ぐるなびがドーナツ事業に参入した理由と背景:店舗開発事業の集大成
ぐるなびがドーナツ事業に参入した最大の理由は、2021年4月から本格始動させた「店舗開発事業」の蓄積にあります。同社は「日本の食文化を守り育てる」という理念のもと、飲食店経営サポート企業への進化を掲げ、商業施設と飲食店を高度なデータ分析で結びつける事業を展開してきました。
この事業が立ち上げられた2021年という時期には重要な意味があります。2020年以降のパンデミックの影響で消費者の購買行動がオンライン化し、日本の商業施設は物販中心のテナント構成では集客力の維持が困難になっていました。2020年のショッピングセンターの年間売上は前年比22.1%減と大幅に落ち込んでいたのです。一方で、オンラインでは代替できない「リアルな体験価値」を提供する飲食業態への消費者ニーズは高まりを見せていました。
飲食店側にとっても、営業時間や酒類提供の制限を経験したことで、店内飲食以外の収益源の多角化や新たな商圏への進出が喫緊の課題となっていました。ぐるなびはこれら両者の課題の結節点として、商業施設の飲食エリアにおける「コンセプト設計」から「飲食店誘致」「店舗構築」「フロア運営」に至るまでを総合的にプロデュースするモデルを構築しました。
実績として特筆すべきは、2022年春にオープンした鹿児島県鹿児島市天文館の再開発ビル「CenTerrace TENMONKAN(センテラス天文館)」との協業です。地下1階・地上15階建、延べ面積約36,682平方メートルという大規模施設の開発を皮切りに、全国の商業施設との協業を展開してきました。さらに2026年2月には、同社が運営・支援に関わる「GURUNAVI FOODHALL WYE 栄」において最短3ヶ月からの「短期出店」の受付を開始するなど、飲食店に対して柔軟かつ低リスクな出店環境を提供するモデルへと進化させています。
こうした店舗開発事業で培われた実店舗のコンセプトメイク、立地選定、オペレーション構築、ITツールによる売上・行動分析のノウハウが社内に十分蓄積されたからこそ、自社直営店の出店が実現しました。他社の支援から自社直営へのステップアップは、取得するデータの質と量を高め、事業モデルの解像度を上げるための論理的な帰結だったのです。

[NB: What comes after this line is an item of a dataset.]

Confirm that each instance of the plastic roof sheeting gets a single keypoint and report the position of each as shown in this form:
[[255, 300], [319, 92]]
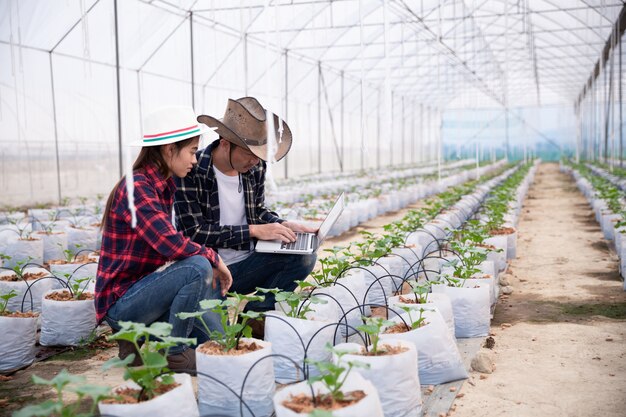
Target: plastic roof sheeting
[[363, 82]]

ドーナツ市場の成長性:グローバルで拡大を続ける有望セクター
ぐるなびが数あるスイーツ領域の中からドーナツを選択した理由を理解するには、市場の構造的な成長性を知る必要があります。世界のドーナツ市場は2024年時点で128億米ドルという巨大な市場価値を有しており、2025年から2037年までの予測期間を通じて年平均成長率(CAGR)4.6%で推移し、2037年には282億米ドル規模にまで拡大すると推計されています。
この持続的な市場拡大の背景には、先進国を中心としたライフスタイルの変化に伴う間食ニーズの多様化があります。プレミアム素材を使用した高単価商品の開発による市場の押し上げや、フードデリバリープラットフォームの普及による購買機会の増加など、複合的な要因が成長を支えています。
ぐるなびにとって、このマクロな成長軌道に乗る市場に参入することは、事業のリスクを抑えながら将来的なスケーラビリティを確保する意味で重要です。日本国内のトレンドが落ち着きを見せたとしても、グローバルな需要が下支えする商材であれば、インバウンド需要の取り込みや将来的な海外展開、事業のフランチャイズ化といった多様な展開が可能となります。
第3次ドーナツブームの特徴:過去のブームとの決定的な違い
現在の日本国内では「第3次ドーナツブーム」と呼ばれる市場活況が続いており、これがぐるなびの参入判断を後押しした大きな要因です。過去には外資系大手チェーンの日本上陸による第1次ブーム、大手コンビニエンスストア各社がレジ横で販売を開始した第2次ブームがありました。しかし現在の第3次ブームは、商品の「質的転換」と「視覚的価値の極大化」、そして「多様な食体験の追求」という点で過去とは一線を画しています。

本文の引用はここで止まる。